Student of The Year (SOTY) 2017 Sportsperson winner Jasmine Leung Yuet-yee, 17, is polishing her techniques in the hopes of being Hong Kong’s next big badminton star. Last year, she competed against Olympic silver medallist Pursarla Venkata Sindu at the of Hong Kong Open Badminton Championships.
“The first half of the tournament was pretty tight,” said Jasmine, who, as a reserve, didn’t even expect to be called up for the preliminaries.
“I was super excited ... and I was just hoping to play for as long as I could to make the most of it.”
Although the Hong Kong team member did not win the game, she surprised herself at one point when she was leading 18-16 .

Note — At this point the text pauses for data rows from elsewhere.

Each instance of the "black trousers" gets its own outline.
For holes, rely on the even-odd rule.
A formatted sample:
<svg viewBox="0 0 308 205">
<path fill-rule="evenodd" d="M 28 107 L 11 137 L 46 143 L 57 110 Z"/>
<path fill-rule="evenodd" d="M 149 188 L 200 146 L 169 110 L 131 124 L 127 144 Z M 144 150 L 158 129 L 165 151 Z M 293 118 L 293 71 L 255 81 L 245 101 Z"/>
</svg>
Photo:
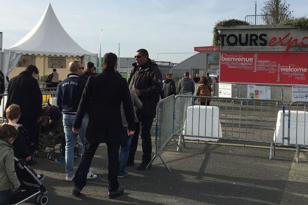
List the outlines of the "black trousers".
<svg viewBox="0 0 308 205">
<path fill-rule="evenodd" d="M 153 123 L 153 116 L 138 116 L 139 122 L 136 123 L 135 132 L 131 139 L 129 155 L 127 161 L 132 162 L 134 160 L 134 155 L 137 150 L 139 132 L 142 140 L 142 163 L 148 163 L 151 159 L 152 141 L 151 140 L 151 128 Z"/>
<path fill-rule="evenodd" d="M 106 143 L 106 145 L 108 159 L 108 189 L 109 191 L 112 191 L 117 190 L 119 186 L 118 176 L 119 167 L 119 150 L 120 143 Z M 90 142 L 89 141 L 86 142 L 85 153 L 81 157 L 74 180 L 75 187 L 81 190 L 86 186 L 88 171 L 99 145 L 100 143 Z"/>
</svg>

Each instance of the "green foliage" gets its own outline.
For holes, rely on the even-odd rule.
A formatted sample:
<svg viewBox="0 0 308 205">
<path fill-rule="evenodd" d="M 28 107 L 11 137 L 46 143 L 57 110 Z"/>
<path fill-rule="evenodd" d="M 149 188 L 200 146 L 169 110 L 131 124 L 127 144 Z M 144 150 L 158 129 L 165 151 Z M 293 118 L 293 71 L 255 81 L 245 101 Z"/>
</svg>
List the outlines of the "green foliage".
<svg viewBox="0 0 308 205">
<path fill-rule="evenodd" d="M 268 0 L 261 9 L 264 21 L 267 25 L 275 25 L 292 18 L 293 11 L 290 11 L 290 7 L 286 0 Z"/>
<path fill-rule="evenodd" d="M 213 46 L 220 45 L 220 38 L 219 38 L 219 33 L 217 27 L 218 26 L 242 26 L 249 25 L 247 22 L 241 20 L 232 19 L 229 20 L 225 20 L 218 22 L 214 28 L 213 29 Z"/>
<path fill-rule="evenodd" d="M 293 25 L 299 27 L 302 29 L 308 29 L 308 18 L 305 17 L 295 18 L 294 19 L 285 20 L 281 22 L 283 25 Z"/>
</svg>

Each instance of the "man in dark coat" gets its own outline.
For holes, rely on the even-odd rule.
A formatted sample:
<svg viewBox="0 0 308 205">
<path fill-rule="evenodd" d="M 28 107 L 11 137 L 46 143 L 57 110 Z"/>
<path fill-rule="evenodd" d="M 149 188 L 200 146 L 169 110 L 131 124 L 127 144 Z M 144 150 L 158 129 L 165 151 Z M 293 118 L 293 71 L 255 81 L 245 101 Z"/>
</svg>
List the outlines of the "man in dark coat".
<svg viewBox="0 0 308 205">
<path fill-rule="evenodd" d="M 176 83 L 173 80 L 173 75 L 172 74 L 169 74 L 167 79 L 164 81 L 163 91 L 164 92 L 165 97 L 172 95 L 175 95 L 177 94 Z"/>
<path fill-rule="evenodd" d="M 90 109 L 89 122 L 86 131 L 85 150 L 75 175 L 73 194 L 78 196 L 86 185 L 87 173 L 98 147 L 101 142 L 107 146 L 108 164 L 108 195 L 112 198 L 123 193 L 119 188 L 119 150 L 123 138 L 121 104 L 128 122 L 128 135 L 135 129 L 134 113 L 129 90 L 125 79 L 116 74 L 117 55 L 105 54 L 104 70 L 101 73 L 89 78 L 78 107 L 73 131 L 78 133 L 83 116 Z"/>
<path fill-rule="evenodd" d="M 8 99 L 5 106 L 6 109 L 12 104 L 20 106 L 22 115 L 17 123 L 27 130 L 30 139 L 35 144 L 34 147 L 38 143 L 38 135 L 35 134 L 34 130 L 43 114 L 42 92 L 35 79 L 38 74 L 37 68 L 30 65 L 25 71 L 12 78 L 8 86 Z"/>
<path fill-rule="evenodd" d="M 142 161 L 137 167 L 137 169 L 143 170 L 151 159 L 151 127 L 156 114 L 156 106 L 162 90 L 163 83 L 162 74 L 157 65 L 149 58 L 146 50 L 139 49 L 134 57 L 136 63 L 132 64 L 134 69 L 130 72 L 128 85 L 130 89 L 135 91 L 143 104 L 142 108 L 138 109 L 136 114 L 139 120 L 138 125 L 140 125 L 143 152 Z M 127 160 L 128 166 L 134 165 L 139 135 L 139 126 L 138 126 L 131 139 Z"/>
</svg>

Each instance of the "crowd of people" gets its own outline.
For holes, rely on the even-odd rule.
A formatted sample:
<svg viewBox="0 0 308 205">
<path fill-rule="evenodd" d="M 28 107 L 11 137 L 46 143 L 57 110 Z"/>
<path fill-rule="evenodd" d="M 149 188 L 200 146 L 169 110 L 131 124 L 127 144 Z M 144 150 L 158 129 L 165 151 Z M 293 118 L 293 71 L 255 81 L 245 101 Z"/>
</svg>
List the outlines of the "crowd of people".
<svg viewBox="0 0 308 205">
<path fill-rule="evenodd" d="M 163 80 L 157 65 L 149 57 L 145 49 L 138 50 L 136 63 L 128 81 L 118 72 L 117 55 L 104 56 L 103 72 L 97 74 L 96 68 L 89 62 L 84 70 L 81 62 L 69 63 L 69 74 L 59 83 L 55 69 L 49 75 L 52 87 L 58 87 L 56 109 L 61 112 L 65 136 L 62 149 L 65 154 L 56 161 L 65 162 L 65 180 L 74 182 L 72 194 L 79 196 L 87 179 L 97 175 L 90 166 L 100 143 L 106 143 L 108 158 L 108 195 L 112 198 L 124 192 L 118 178 L 128 175 L 126 166 L 135 165 L 135 154 L 139 135 L 142 140 L 141 162 L 136 169 L 151 168 L 152 144 L 150 130 L 160 96 L 163 98 L 177 93 L 172 74 Z M 28 165 L 36 163 L 31 155 L 37 150 L 39 140 L 37 123 L 42 119 L 42 95 L 36 79 L 38 69 L 33 65 L 13 77 L 8 86 L 5 116 L 8 123 L 0 125 L 0 163 L 2 179 L 0 204 L 6 204 L 10 190 L 20 183 L 13 171 L 13 156 Z M 218 82 L 209 74 L 191 79 L 188 72 L 178 84 L 179 93 L 195 92 L 197 96 L 210 96 L 210 84 Z M 205 100 L 204 100 L 205 99 Z M 201 105 L 210 100 L 201 98 Z M 60 122 L 61 123 L 61 122 Z M 81 159 L 76 170 L 73 168 L 75 141 L 79 136 L 82 144 Z M 62 157 L 62 158 L 61 158 Z M 42 178 L 43 175 L 40 177 Z"/>
</svg>

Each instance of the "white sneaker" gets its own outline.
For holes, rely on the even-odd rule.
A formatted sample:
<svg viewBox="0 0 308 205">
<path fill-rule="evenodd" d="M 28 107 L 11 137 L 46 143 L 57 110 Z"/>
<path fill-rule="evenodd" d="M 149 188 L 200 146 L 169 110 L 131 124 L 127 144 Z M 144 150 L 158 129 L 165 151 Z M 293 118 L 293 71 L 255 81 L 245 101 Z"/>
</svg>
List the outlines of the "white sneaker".
<svg viewBox="0 0 308 205">
<path fill-rule="evenodd" d="M 70 177 L 69 177 L 66 176 L 65 177 L 65 180 L 66 180 L 66 181 L 72 181 L 73 179 L 74 178 L 74 176 L 73 175 L 72 176 L 71 176 Z"/>
<path fill-rule="evenodd" d="M 87 179 L 94 179 L 98 178 L 98 175 L 94 174 L 91 171 L 89 171 L 87 175 Z"/>
</svg>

“I realised I was perhaps more capable than I had thought, and it gave me a huge confidence boost,” Jasmine told Young Post.
Jasmine first picked up a badminton racket aged three, influenced by her two elder brothers who played, and played other sports, as well. “When I was young, I played table tennis and swam as well ... But the greatest sense of satisfaction has always come from playing badminton.”
The recent Heep Yunn graduate said her becoming one of the top performers in her year group was thanks to her former secondary school coach Wong Man-hing, who died a few years ago.
She described Wong as an instructor who would focus on training the students who were most devoted to badminton rather than the best performers – an unusual approach for a sports coach.
“Back then, some coaches didn’t understand why he [Wong] gave me, a Form One student of average performance, more attention than those who were more talented,” Jasmine said. “Some even dissuaded my coach from spending so much time on me, or [indirectly] criticised me.”
Despite being looked down on, she turned the negative energy into motivation to do better, and became more focused and determined during training.
“Sifu [Wong] helped me improve my performance drastically within two years, as he promised,” said Jasmine. “I felt that all my hard work had paid off.”
A couple of years later, she made the difficult decision not to drop out of school in Form Four and become a full-time professional athlete at the Hong Kong Sports Institute, to the detriment of her training.
“My decision reduced my coach’s confidence in me, and deterred him from providing as many resources as he would to those who had committed themselves fully to badminton.”
Feeling that she was receiving less attention in the Institute than others, regardless of how hard she tried, Jasmine was dispirited, and she almost decided to give up.
“After talking to my class teacher, I became aware that I was probably just finding excuses to quit” to avoid the physically demanding training sessions.
While it’s been some time since Wong worked with her, Jasmine is still very grateful for his dedication.
“The only thing I can do to repay him is to consistently achieve high performances. That way, people will recognise the quality of his coaching.”
From August 19 to 28, Jasmine will represent Hong Kong in badminton at the 2018 Asian Games in Jakarta, Indonesia, a rare opportunity for players of her age.
“I hope I will have the chance to play a game or two.”
Her long-time goal is to further improve Hong Kong’s badminton reputation, increase her world rankings, and, ultimately, qualify for the Olympics.
“I want to show people that Hong Kong is capable of not only playing mixed doubles or men’s singles, but also of doing well in women’s singles.”